You assertion is that two systems with the same square
wave response will sound the same, or certainly alike,
and that's provably hooey. Consider the following as a
practical counterexample: Take a perfectly flat, linear-
phase system. It will have, for its bandwidth, "perfect"
square wave response. Listen to it, it will sound fine.
Now, take the input, delay it 10 mS, and sum it with
the output of the system.


Put a 1 kHz square wave in to the system: it will
have an identical square wave response.


Now, listen to it, it will sound absolutely dreadful.

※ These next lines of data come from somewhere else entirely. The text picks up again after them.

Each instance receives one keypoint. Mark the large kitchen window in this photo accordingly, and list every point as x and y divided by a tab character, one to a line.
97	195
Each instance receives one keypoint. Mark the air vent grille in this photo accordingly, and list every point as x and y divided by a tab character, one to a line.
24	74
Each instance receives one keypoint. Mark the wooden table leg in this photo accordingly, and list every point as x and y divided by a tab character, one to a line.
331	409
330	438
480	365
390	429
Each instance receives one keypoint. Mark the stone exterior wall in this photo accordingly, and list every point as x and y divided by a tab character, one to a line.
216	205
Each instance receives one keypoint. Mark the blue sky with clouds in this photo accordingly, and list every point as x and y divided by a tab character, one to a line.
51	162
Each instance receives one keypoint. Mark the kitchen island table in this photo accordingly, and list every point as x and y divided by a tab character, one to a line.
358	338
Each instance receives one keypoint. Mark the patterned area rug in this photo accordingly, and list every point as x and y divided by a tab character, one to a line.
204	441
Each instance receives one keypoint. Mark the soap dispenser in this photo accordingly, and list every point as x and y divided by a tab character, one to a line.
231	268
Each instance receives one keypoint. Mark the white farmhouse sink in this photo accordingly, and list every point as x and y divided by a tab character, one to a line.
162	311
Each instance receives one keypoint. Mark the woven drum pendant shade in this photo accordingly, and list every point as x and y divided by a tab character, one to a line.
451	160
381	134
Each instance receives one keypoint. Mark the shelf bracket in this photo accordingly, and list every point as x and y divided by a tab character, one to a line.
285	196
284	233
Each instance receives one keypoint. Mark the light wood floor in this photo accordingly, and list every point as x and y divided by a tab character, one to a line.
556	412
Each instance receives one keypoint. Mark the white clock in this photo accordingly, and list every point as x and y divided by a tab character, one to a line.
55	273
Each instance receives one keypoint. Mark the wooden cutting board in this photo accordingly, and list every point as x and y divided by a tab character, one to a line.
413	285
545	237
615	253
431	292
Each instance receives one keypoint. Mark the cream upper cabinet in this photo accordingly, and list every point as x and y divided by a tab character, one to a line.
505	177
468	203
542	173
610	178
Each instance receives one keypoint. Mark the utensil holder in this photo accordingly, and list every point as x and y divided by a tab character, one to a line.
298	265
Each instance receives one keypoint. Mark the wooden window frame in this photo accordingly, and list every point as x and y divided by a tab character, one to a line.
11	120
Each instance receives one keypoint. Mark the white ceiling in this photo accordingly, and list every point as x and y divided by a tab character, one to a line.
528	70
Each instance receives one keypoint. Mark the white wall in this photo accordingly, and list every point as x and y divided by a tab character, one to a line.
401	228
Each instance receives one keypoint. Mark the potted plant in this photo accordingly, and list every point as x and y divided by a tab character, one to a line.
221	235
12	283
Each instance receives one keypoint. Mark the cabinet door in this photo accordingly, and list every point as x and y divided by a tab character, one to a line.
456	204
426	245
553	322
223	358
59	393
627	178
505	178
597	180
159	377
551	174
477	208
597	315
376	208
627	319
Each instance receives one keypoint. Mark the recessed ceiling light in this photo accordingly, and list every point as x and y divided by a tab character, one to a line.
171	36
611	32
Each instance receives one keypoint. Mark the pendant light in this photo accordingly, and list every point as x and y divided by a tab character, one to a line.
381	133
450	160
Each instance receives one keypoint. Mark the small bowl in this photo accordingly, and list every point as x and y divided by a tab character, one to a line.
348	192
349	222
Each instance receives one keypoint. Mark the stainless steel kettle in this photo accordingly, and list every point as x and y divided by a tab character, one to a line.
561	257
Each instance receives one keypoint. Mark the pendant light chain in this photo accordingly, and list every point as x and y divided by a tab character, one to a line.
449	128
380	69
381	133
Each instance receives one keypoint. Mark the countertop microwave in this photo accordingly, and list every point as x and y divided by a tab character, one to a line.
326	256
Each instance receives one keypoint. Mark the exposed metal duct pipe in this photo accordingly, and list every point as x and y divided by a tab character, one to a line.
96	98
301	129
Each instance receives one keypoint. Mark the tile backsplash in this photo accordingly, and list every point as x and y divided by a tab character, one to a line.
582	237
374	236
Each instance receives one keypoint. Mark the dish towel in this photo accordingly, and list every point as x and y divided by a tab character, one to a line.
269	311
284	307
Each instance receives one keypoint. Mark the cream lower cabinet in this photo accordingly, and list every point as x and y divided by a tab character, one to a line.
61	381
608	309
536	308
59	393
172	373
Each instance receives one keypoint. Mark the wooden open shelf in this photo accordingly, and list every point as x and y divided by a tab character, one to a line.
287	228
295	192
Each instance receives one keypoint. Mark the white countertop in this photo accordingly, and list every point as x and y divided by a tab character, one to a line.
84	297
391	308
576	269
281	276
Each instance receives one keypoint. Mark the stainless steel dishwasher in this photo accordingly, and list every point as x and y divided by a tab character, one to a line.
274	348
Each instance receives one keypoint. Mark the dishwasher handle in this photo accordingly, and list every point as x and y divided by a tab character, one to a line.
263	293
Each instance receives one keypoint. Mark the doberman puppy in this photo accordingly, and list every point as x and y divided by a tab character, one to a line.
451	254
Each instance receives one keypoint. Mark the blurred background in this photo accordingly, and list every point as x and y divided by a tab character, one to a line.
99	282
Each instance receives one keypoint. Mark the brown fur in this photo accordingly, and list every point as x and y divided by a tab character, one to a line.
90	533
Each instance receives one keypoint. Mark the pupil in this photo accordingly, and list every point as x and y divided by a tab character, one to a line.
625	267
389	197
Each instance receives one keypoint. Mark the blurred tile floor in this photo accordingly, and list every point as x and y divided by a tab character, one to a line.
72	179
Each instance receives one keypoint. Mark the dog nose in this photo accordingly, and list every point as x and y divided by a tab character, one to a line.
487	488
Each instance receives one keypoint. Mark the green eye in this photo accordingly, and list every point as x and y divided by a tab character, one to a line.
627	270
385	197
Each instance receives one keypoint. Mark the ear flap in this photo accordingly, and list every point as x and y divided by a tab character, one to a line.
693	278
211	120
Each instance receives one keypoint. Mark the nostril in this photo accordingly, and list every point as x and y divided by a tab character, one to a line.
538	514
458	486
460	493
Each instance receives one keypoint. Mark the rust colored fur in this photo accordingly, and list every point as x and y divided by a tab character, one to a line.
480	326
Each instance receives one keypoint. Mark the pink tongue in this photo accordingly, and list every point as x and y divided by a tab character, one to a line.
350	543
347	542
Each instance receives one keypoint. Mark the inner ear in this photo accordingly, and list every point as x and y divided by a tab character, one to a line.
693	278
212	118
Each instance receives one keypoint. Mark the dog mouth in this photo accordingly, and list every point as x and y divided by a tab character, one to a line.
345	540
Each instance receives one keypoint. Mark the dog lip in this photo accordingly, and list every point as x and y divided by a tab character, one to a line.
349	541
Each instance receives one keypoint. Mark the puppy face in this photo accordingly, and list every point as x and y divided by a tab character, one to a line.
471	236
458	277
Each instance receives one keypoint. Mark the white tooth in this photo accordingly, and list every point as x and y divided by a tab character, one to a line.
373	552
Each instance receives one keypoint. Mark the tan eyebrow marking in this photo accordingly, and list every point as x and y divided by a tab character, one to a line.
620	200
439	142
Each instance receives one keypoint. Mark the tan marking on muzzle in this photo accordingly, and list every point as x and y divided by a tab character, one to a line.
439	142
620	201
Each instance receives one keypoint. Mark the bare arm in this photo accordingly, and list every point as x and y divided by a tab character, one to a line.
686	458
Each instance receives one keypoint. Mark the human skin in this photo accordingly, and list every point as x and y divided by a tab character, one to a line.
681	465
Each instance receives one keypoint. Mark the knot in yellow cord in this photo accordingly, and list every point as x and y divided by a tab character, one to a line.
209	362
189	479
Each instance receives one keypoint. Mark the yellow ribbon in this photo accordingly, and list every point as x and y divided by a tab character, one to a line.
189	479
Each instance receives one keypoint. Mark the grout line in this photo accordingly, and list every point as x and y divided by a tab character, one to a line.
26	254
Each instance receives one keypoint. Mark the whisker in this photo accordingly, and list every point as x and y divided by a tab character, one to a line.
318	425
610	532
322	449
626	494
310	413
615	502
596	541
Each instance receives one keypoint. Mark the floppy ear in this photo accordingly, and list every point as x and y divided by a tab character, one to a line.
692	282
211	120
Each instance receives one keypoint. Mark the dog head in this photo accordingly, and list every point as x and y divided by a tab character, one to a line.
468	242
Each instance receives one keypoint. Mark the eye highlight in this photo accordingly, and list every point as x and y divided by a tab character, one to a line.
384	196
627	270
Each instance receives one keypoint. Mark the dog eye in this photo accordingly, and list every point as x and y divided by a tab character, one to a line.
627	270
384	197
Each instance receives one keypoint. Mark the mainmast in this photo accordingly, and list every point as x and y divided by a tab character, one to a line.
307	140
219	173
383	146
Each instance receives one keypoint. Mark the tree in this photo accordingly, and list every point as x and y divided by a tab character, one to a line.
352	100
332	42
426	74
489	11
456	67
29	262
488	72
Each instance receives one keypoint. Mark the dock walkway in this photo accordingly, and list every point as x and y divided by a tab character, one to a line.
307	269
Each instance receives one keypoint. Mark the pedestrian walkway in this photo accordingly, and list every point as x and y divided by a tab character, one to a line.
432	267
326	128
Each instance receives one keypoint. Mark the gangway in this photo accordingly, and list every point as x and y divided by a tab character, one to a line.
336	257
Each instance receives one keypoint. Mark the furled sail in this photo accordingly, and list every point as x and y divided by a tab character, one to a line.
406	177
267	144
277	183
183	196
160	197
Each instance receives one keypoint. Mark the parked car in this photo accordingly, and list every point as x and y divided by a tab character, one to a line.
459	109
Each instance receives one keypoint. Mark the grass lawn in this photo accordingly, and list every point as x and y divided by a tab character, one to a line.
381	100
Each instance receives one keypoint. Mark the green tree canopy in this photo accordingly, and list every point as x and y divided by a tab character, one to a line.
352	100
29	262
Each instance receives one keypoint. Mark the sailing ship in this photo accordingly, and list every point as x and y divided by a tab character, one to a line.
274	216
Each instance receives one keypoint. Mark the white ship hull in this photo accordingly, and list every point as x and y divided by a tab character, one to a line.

You keep going back to the ringing canard as if it
had any signifance in and of itself. A PERFECT
band-limited system MUST have a substantial
amount of ringing, Gibbs says so. You say different,
in contradiction to well-known facts.


Dick, I've never seen two cartridges that have
identical square wave response to the same
test record. *


You are, indeed saying that if you are claiming that
the square wave response correlates as strongly as
you claim to any audible properties.

And I am saying that your fundamental claim is
unsupportable. The above example with the delay
line is simply an existance proof of a practical,
realizable example of two systems that can be
shown to have identical square-wave response
yet vastly different and obvious audible differences.
Pick a different measurement, such as a simple
broad-band frequency response or an impulse
response, and you'll get wildly different
measurements.

Cartridges as you well know are imperfect,
electro-mechanical devises. *


Yes, so what?

What I am saying is that there is a correlation
between certain aspects of how a cartridge
handles the test square wave and certain
commonalities of sound. *So that with
experience, it is possible to say some things
aforehand about their "likely" sound after
seeing the square wave.


And I am saying you're wrong, and have provided
several technical explanations as to why and an
an existence proof of why.

If you have something other than a repeat of
the same claim to support the claim, I would be
interested in hearing it. But repeating the
claim yet again is not proof of the claim.